(MintPress) – For a third straight year, Holocaust survivors protested the Allianz Golf Championship in Boca Raton Florida demanding the German insurance firm pay more than $2 billion owed to survivors of the Nazi Holocaust.
Allianz, like several other European companies, was supportive of the Nazi regime responsible for the death of more than 6 million European Jews and millions of other ethnic minorities.
The German government has upheld its agreement to pay more than $89 billion to the survivors of the Nazi Holocaust. For more than 60 years, Germany has paid annual compensation to those who were starved, imprisoned and tortured during WWII. Every year more victims are added to the list.
However, companies like Allianz have not been held fully accountable for their roles in aiding the Nazi regime. The financial services firm has acknowledged its connection to the German Third Reich but has paid only a fraction of the money it rightfully owes survivors.
Kurt Schmitt, director general of Allianz until 1933, was Hitler’s Reich Economics Minister from June 1933 until January 1935. Allianz even insured Auschwitz, a Nazi concentration camp where approximately 1.1 million innocent civilians were executed.
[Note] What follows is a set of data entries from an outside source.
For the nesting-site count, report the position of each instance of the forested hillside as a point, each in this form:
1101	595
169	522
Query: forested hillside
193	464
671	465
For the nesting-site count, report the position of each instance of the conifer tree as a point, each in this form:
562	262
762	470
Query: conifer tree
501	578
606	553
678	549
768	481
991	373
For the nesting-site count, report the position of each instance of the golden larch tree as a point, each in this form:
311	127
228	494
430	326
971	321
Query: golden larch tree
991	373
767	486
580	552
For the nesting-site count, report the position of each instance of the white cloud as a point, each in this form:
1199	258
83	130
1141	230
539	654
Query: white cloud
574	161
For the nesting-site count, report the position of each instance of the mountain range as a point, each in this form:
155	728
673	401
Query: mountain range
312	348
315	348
As part of the International Commission on Holocaust Era Insurance Claims, Allianz paid more than $306 million to 48,000 claimants by 2006. Survivors claim that the company still owes $2 billion more from insurance policies purchased by Eastern European Jews before the Holocaust.
“Not only haven’t I seen any money, this is already 70 years,” said David Schaecter. Like most survivors of the Holocaust, Schaecter is among a dwindling group of aged survivors. With each passing year, the window for finding compensation and a modicum justice narrows as survivors pass away.
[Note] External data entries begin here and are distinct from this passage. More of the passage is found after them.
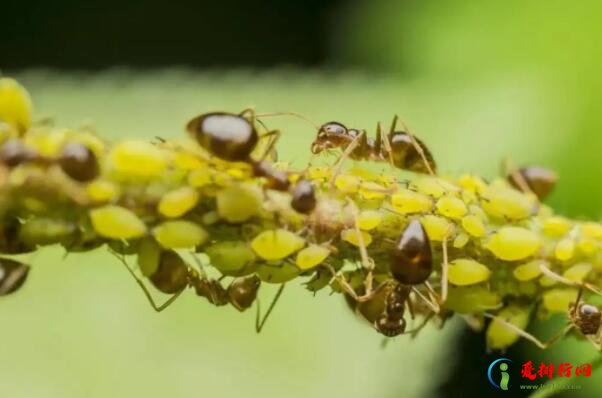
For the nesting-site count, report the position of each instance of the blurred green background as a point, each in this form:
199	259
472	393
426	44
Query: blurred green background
476	81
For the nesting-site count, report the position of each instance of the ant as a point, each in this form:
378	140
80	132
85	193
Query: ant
233	137
174	275
400	148
583	317
12	276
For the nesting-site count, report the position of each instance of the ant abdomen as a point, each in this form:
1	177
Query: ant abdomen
228	136
411	260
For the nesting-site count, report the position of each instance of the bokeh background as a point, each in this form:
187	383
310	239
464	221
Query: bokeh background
477	81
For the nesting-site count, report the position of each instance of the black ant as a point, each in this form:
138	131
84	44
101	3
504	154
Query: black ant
76	159
400	148
583	317
173	275
12	276
233	137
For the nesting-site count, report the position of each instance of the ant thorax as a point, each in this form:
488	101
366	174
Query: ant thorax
587	318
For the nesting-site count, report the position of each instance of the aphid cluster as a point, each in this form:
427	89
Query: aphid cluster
213	215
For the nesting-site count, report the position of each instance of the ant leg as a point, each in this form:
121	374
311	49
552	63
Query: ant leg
386	143
434	307
260	322
529	336
273	136
553	275
417	146
157	308
367	262
444	272
339	163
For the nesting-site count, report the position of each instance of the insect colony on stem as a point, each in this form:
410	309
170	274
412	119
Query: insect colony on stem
413	250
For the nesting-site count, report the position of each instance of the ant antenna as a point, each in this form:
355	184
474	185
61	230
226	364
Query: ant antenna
294	114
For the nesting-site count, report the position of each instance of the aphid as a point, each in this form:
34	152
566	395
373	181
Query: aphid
539	180
400	148
79	162
12	276
411	260
304	197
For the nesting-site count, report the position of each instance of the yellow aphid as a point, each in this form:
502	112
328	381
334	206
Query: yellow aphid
230	256
187	161
451	207
15	104
405	201
556	226
514	243
149	255
472	299
347	183
558	300
528	271
472	183
200	178
319	173
578	272
178	202
351	236
474	225
116	222
565	249
102	191
430	186
465	271
500	336
588	246
179	234
437	228
592	230
371	190
461	240
276	244
311	256
137	159
238	203
546	281
369	219
505	202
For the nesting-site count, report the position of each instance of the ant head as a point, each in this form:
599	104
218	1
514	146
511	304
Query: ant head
328	134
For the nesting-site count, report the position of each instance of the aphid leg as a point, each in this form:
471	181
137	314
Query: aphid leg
339	163
259	321
418	148
528	336
444	272
553	275
156	307
367	262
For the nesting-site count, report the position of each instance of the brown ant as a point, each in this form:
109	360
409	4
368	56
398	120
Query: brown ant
400	148
583	317
233	137
12	276
174	275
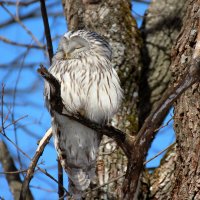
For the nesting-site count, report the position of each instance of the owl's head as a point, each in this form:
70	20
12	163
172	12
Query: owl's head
81	43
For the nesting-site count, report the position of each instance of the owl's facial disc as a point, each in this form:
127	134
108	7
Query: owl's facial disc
73	46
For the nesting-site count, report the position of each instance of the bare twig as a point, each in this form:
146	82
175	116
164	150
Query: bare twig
23	26
47	29
61	192
2	110
6	40
15	172
20	3
13	179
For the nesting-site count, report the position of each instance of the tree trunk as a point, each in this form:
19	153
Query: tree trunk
187	116
114	21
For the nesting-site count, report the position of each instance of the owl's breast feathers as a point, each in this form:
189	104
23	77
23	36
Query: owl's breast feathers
89	86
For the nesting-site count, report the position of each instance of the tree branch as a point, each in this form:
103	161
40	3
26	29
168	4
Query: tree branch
129	144
57	105
47	29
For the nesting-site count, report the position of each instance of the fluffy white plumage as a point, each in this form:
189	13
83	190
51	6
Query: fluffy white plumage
90	86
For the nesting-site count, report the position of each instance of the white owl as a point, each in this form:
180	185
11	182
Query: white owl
90	86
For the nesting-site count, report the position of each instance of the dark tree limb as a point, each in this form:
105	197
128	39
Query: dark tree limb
47	29
13	179
147	132
61	192
135	148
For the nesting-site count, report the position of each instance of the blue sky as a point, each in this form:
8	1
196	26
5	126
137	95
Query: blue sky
28	99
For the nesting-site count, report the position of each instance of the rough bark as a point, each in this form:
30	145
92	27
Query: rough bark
187	115
114	21
160	29
14	180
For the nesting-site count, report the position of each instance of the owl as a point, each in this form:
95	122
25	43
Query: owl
89	86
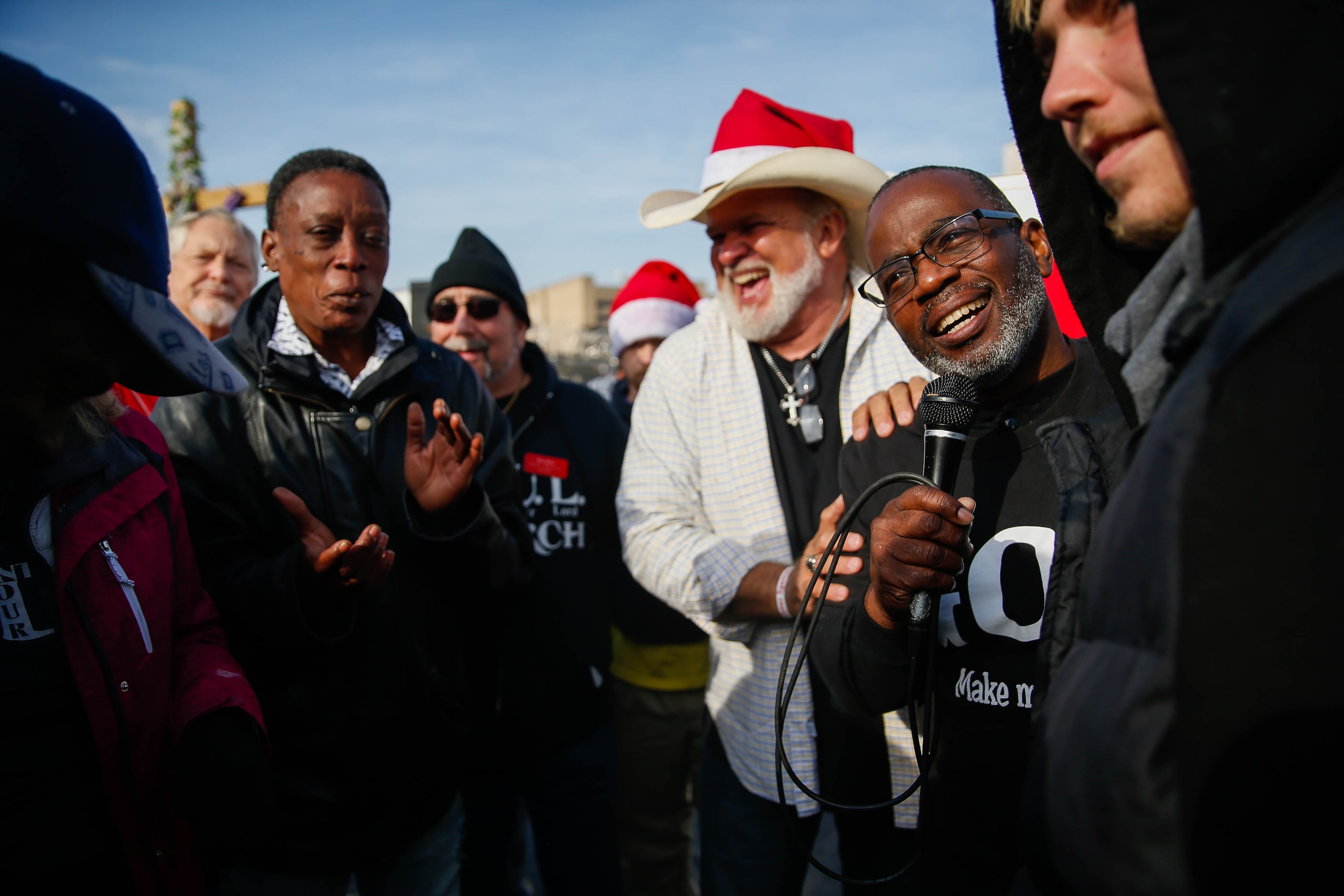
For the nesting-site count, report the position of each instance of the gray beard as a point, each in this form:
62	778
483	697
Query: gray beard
1019	309
463	344
788	293
213	312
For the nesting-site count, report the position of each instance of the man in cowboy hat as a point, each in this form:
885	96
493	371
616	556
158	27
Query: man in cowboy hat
730	481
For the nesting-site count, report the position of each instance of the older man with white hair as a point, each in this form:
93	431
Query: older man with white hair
730	484
214	269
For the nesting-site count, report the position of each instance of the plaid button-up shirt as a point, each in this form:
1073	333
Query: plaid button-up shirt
699	507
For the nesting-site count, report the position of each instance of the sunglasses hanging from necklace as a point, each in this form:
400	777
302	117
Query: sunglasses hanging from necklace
797	394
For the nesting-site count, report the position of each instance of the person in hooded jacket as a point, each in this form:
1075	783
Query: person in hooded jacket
125	715
557	740
1191	737
350	437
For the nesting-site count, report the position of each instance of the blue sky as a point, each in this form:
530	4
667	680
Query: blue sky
543	124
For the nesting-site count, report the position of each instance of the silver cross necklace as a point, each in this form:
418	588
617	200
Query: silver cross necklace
797	393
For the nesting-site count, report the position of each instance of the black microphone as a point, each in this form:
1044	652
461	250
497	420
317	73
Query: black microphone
948	409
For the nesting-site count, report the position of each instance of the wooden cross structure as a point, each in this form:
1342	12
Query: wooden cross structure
188	191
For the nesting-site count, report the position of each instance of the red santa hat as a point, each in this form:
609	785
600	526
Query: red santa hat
654	304
762	144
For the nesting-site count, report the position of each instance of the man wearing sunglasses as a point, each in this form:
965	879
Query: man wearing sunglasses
959	274
557	742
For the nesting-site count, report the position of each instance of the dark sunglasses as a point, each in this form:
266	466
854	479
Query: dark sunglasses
479	307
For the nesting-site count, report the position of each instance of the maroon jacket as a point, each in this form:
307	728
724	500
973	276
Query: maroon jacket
143	679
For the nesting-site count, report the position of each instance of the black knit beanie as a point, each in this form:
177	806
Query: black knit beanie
479	262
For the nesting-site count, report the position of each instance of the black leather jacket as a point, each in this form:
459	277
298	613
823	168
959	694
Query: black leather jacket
367	694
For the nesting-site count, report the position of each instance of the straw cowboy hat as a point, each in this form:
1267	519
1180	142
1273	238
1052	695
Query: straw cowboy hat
762	144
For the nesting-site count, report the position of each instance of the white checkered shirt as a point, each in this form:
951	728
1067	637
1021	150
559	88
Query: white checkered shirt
699	507
288	339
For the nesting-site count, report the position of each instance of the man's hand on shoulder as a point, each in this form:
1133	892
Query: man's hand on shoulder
920	542
884	411
440	472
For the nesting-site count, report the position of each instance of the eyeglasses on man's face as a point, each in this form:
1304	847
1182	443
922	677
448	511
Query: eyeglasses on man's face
444	311
951	245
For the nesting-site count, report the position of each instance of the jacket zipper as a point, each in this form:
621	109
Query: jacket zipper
128	587
303	398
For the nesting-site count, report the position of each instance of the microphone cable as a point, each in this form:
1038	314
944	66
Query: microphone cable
948	409
784	694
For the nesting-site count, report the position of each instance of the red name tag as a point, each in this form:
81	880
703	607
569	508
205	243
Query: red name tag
546	465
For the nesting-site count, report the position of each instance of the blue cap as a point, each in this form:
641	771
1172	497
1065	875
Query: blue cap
70	172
Schaecter’s family was sent to the Auschwitz death camp when he was 11. His family had an Allianz insurance policy worth $1,500 in the 1930s.
The average age of Holocaust survivors is 79 and nearly a quarter of survivors are now 85 years or older. In the U.S. many elderly survivors live on a fixed income.
“A few thousand Holocaust survivors are in need. They have to live out their lives in misery,” said Jack Rubin,an 84 year old survivor from Boyton Beach. “We got a certain amount from the Claims Conference, but it’s not enough.”